Host: J. Khadijah Abdurahman

Just click the Zoom link here to join the show:

Opening dance performance by Stanley Muñoz 

The mysterious phenomenon called ‘tears of wine’ is produced because of shock waves within the film of wine that climbs the side of a glass. Andrea Bertozzi and her colleagues at the University of California, Los Angeles, Yoni Dukler and Hangjie Ji will conduct a live demonstration, discuss their research on the fluid dynamics of wine, recently featured in Nature followed by Q&A from the audience. 

They recommend watching this 10 minute Physics Girl video before the show


Bios

Stanley Munoz Raised in Harlem, New York City, Stanley Munoz focuses on the role of movement in surveillant and artificial intelligence technologies. Many of the problems among marginalized people of color stem from the limited perspectives and disconnected experiences of the stakeholders in the design tables. His work addresses past and present systemic inequities propagated by the tech industry while simultaneously manifesting a queer, afro-centric vision for future development.

Andrea Bertozzi is an applied mathematician with expertise in nonlinear partial differential equations and fluid dynamics. She also works in the areas of geometric methods for image processing, crime modeling and analysis, and swarming/cooperative dynamics. Bertozzi completed all her degrees in Mathematics at Princeton. To date she has graduated 37 PhD students and has mentored over 40 postdoctoral scholars.

Hangie Ji is an Assistant Adjunct Professor for the Program in Computing at UCLA Department of Mathematics working as a postdoc of Professor Andrea Bertozzi. I completed my Ph.D. in Mathematics at Duke University under the guidance of Professor Thomas P. Witelski.
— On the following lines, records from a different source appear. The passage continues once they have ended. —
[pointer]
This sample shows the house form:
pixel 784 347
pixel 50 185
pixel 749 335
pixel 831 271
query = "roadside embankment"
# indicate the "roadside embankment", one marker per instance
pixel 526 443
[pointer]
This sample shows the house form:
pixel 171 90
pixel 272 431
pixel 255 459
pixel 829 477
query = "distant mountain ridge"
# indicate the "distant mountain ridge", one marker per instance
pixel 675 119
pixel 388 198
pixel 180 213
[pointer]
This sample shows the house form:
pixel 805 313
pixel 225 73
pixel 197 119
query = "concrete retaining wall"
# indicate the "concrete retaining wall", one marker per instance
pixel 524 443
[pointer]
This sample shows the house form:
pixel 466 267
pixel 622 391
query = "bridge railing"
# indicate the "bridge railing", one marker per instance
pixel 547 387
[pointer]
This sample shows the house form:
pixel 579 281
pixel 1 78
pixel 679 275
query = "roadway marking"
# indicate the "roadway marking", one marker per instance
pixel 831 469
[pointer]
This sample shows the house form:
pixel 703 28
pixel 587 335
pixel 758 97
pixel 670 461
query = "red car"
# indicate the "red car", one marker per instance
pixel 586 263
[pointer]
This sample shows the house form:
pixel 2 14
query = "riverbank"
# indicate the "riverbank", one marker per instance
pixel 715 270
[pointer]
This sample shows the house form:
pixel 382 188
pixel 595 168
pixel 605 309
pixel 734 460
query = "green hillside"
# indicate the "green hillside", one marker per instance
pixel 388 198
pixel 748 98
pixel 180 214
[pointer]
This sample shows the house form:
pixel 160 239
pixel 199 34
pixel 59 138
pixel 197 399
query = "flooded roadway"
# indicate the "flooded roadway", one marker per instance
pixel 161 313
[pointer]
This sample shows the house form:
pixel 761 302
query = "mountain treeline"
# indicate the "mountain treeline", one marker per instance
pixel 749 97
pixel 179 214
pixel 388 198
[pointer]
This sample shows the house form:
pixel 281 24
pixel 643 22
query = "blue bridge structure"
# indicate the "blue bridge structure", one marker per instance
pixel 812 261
Yoni Dukler is a third year PhD candidate in the Department of Mathematics at UCLA working under the joint supervision of Guido Montufar and Andrea Bertozzi. His research is in the field of machine learning and applied mathematics and specifically in their intersection. He’s very fortunate to be supported by the NSF Graduate Research Fellowship (NSF GRFP). Before his PhD, he was studying (pure) mathematics at UCLA with interest in analysis. He received his BS and MA concurrently from UCLA under the Departmental Scholar Program.